The performers roared.

"I'm going to try it again."

"No; you've done enough for one day. You won't be able to hold up the coffeepot tomorrow morning if you do much more."

"Do you think we will be able to accomplish anything on the flying rings, Mr. Miaco?" asked Phil after they had returned to the dressing tent.

"There is no doubt of it. Were I in your place I should take an hour's work on them every day. Besides building you up generally, it will make you surer and better able to handle yourself. Then, again, you never know what minute you may be able to increase your income. People in this business often profit by others' misfortunes," added the clown significantly.

"I would prefer not to profit that way," answered Phil.

"You would rather do it by your own efforts?"

"Yes."

"It all amounts to the same thing. You are liable to be put out any minute yourself, then somebody else will get your job, if you are a performer of importance to the show."

"You mean if my act is?"

"That's what I mean."

The old clown and the enthusiastic young showman talked in the dressing tent until it was time for each to begin making up for the evening performance.

The dressing tent was the real home of the performers. They knew no other. It was there that they unpacked their trunks—there that during their brief stay they pinned up against the canvas walls the pictures of their loved ones, many of whom were far across the sea.
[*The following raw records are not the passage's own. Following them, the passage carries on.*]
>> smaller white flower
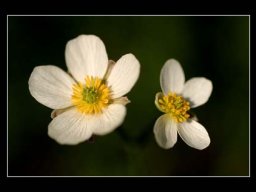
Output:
[29,35,140,145]
[154,59,212,150]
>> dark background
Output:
[8,16,249,176]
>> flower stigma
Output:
[72,76,111,114]
[158,93,190,123]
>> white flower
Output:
[154,59,212,150]
[29,35,140,145]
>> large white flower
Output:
[154,59,212,150]
[29,35,140,145]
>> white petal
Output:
[65,35,108,82]
[154,114,177,149]
[108,54,140,98]
[48,108,93,145]
[178,120,211,150]
[28,65,75,109]
[182,77,212,108]
[160,59,185,95]
[93,104,126,135]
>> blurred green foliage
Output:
[8,16,249,176]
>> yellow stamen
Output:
[72,76,111,114]
[158,93,190,123]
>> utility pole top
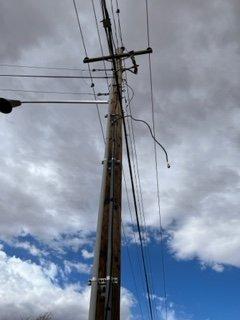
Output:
[83,48,153,63]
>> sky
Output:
[0,0,240,320]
A bit of ribbon here, a faded flower drawn from the recess of a trunk full of silk and spangles, told of the tender hearts that were beating beneath those iron-muscled breasts, and that they were as much human beings as their brothers in other walks of life.
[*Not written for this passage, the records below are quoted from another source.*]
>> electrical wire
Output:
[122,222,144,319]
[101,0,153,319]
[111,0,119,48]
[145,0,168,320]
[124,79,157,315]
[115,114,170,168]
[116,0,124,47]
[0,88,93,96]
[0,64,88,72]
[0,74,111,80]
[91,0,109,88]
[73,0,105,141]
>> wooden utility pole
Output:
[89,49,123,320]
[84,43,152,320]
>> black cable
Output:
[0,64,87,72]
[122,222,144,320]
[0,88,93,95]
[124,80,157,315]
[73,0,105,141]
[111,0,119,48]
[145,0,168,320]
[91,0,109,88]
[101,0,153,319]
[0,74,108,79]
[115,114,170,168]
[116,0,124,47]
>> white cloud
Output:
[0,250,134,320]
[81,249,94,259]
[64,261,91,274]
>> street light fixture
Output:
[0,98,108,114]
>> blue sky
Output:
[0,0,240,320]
Much of this Phil understood in a vague way as he watched them from day to day. He was beginning to like these big-hearted, big-muscled fellows, though there were those among them who were not desirable as friends.

"I guess it's just the same as it is at home," decided Phil. "Some of the folks are worthwhile, and others are not."

He had summed it up.

Sometime before the evening performance was due to begin Phil was made up and ready for his act. As his exhibition came on at the very beginning he had to be ready early. Then, again, he was obliged to walk all the way to the menagerie tent to reach his elephant.
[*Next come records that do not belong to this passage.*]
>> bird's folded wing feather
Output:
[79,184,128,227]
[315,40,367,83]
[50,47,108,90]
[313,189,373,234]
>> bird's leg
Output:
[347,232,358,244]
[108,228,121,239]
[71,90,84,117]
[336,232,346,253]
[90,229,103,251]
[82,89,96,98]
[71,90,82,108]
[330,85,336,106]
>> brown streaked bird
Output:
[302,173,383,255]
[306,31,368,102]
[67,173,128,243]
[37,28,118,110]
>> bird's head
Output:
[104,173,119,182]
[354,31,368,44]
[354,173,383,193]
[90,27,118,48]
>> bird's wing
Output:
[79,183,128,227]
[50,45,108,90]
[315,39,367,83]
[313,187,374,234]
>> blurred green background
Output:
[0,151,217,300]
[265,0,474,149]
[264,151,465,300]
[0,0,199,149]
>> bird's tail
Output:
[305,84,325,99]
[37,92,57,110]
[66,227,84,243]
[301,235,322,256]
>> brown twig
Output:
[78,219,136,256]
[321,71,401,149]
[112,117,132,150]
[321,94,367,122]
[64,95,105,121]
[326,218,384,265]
Throwing a robe over his shoulders and pulling his hat well down over his eyes, the lad pushed the silken curtains aside and began working his way toward the front, beating against the human tide that had set in against him, wet, dripping, but good natured.

"Going to have a wet night," observed Teddy, whom he met at the entrance to the menagerie tent.

"Looks that way. But never mind; I'll share my rubber coat with you. We can put it over us and sit up to sleep. That will make a waterproof tent. Perhaps we may be able to find a stake or something to stick up in the middle of the coat."

"But the canvas under us will be soaked," grumbled Teddy. "We'll be wetter than ever."

"We'll gather some straw and tie it up in a tight bundle to put under us when we get located. There goes the band. I must be off, or you'll hear Emperor screaming for me."

"He's at it now. Hear him?"

"I couldn't well help hearing that roar," laughed Phil, starting off on a run.

The grand entry was made, Phil crouching low in the bonnet on the big beast's head. It was an uncomfortable position, but he did not mind it in the least. The only thing that troubled Phil was the fear that the head gear might become disarranged and spoil the effect of his surprise. There were many in the tent who had seen him make his flight at the afternoon performance, and had returned with their friends almost solely to witness the pretty spectacle again.